Le jour du lunch au restaurant Tini, ma femme Kin (Cantonaise de Hong
Kong) et moi, nous nous retrouvons au milieu d'une joyeuse bande de parlant vietnamien.
Nous ne comprenons pas grand-chose, mais nous constatons que la chimie est
parfaite. Un éclat de rire n'attend pas l'autre. Si les Asiatiques sont souvent
réservés en face d'inconnus lors d'une première rencontre, ce n'est pas le cas
ce jeudi-là. «Tout, tout, tout, mais pas ça!» comme dit la chanson.
Cette histoire ne fait que commencer. Nous attendons maintenant madame
Anh de son safari oriental.

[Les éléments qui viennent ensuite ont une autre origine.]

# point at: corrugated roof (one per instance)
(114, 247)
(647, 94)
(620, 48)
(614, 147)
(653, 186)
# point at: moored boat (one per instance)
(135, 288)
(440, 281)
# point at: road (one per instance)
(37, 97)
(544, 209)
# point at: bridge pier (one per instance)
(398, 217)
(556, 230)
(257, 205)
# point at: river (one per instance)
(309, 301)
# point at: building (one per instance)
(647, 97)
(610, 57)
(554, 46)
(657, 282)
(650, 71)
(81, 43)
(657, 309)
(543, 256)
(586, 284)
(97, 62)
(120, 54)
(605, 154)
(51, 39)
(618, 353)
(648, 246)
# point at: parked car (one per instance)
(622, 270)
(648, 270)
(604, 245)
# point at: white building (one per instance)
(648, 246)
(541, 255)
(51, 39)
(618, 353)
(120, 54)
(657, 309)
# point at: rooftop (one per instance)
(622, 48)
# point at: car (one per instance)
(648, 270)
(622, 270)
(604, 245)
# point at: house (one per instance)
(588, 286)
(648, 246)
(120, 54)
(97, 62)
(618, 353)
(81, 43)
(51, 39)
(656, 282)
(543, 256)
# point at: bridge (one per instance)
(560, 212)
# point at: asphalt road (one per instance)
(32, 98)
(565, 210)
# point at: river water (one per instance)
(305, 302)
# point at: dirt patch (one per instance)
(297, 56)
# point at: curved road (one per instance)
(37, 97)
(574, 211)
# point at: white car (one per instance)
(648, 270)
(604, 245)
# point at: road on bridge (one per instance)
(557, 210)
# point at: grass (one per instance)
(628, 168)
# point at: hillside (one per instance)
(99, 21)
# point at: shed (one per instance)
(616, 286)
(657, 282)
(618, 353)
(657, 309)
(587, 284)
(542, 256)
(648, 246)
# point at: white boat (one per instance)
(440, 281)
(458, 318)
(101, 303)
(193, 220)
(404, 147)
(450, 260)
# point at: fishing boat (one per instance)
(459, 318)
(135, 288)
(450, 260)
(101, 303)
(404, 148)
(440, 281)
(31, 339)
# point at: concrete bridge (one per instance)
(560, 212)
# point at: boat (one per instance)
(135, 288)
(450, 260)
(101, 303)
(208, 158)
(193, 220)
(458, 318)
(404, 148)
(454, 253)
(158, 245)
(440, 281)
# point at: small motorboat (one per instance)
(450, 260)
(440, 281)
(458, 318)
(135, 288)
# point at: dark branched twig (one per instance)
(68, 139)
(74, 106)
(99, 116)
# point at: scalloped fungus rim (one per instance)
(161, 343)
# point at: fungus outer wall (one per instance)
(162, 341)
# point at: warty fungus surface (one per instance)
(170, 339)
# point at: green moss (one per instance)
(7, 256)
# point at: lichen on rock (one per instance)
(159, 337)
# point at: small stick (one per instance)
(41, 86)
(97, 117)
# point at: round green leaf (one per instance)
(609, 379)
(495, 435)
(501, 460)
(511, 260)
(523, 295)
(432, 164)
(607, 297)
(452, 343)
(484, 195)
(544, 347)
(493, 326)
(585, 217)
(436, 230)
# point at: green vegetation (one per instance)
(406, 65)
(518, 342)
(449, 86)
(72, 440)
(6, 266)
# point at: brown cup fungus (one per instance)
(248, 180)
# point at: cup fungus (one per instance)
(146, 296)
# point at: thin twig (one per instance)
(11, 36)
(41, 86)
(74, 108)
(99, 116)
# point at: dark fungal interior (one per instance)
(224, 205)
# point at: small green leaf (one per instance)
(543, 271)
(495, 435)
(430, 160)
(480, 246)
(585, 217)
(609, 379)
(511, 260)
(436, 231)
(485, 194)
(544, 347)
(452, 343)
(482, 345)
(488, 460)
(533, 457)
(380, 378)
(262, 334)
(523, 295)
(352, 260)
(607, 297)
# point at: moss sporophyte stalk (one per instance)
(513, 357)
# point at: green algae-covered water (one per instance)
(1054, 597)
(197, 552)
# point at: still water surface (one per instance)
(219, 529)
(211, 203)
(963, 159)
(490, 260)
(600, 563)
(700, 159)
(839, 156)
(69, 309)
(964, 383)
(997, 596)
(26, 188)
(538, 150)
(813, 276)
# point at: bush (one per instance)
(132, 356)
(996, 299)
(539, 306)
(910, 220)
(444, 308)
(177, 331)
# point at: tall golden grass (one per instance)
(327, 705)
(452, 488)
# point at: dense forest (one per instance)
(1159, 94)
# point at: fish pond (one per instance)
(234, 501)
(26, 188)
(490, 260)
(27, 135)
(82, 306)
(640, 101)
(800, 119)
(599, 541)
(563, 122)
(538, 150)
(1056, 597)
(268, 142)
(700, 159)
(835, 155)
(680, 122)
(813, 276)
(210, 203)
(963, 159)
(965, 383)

Alice va revenir d'Italie. Guillaume, Dung et Phúc
vont croiser les baguettes à Saigon. Sans oublier le grand mandarin retraité
Florent Fortin que j'aurais vraiment dû faire venir de la Rive-Sud à notre
conventum. Reste Scott Mullin qui est actuellement au travail en Iran. La Ligue
du nuoc-mâm en Asie ne réseaute pas
jusqu'au pays des mollahs, mais il ne perd rien pour attendre. Ce sommet ne
comprend pas tous mes bons amis vietnamiens et mi-vietnamiens, mais voilà déjà
un bon coup de chapeau en direction de l'Indochine!
En 32 ans, beaucoup de choses ont changé. Plusieurs nous ont quittés.
Ceux qui restent ont maintenant des cheveux blancs ou poivre et sel. La plupart
sont à la retraite. Certains avec le sens de l’orientation affaibli qui
distingue mal le nord du sud …. Vive le printemps qui s’en vient !
(Rédigé avec les aimables corrections de Khanh, elle qui me dit être en
train de chercher de la documentation sur cette déplorable affaire du Skyluck
afin que les plus jeunes sachent par quoi sont passés leurs parents.)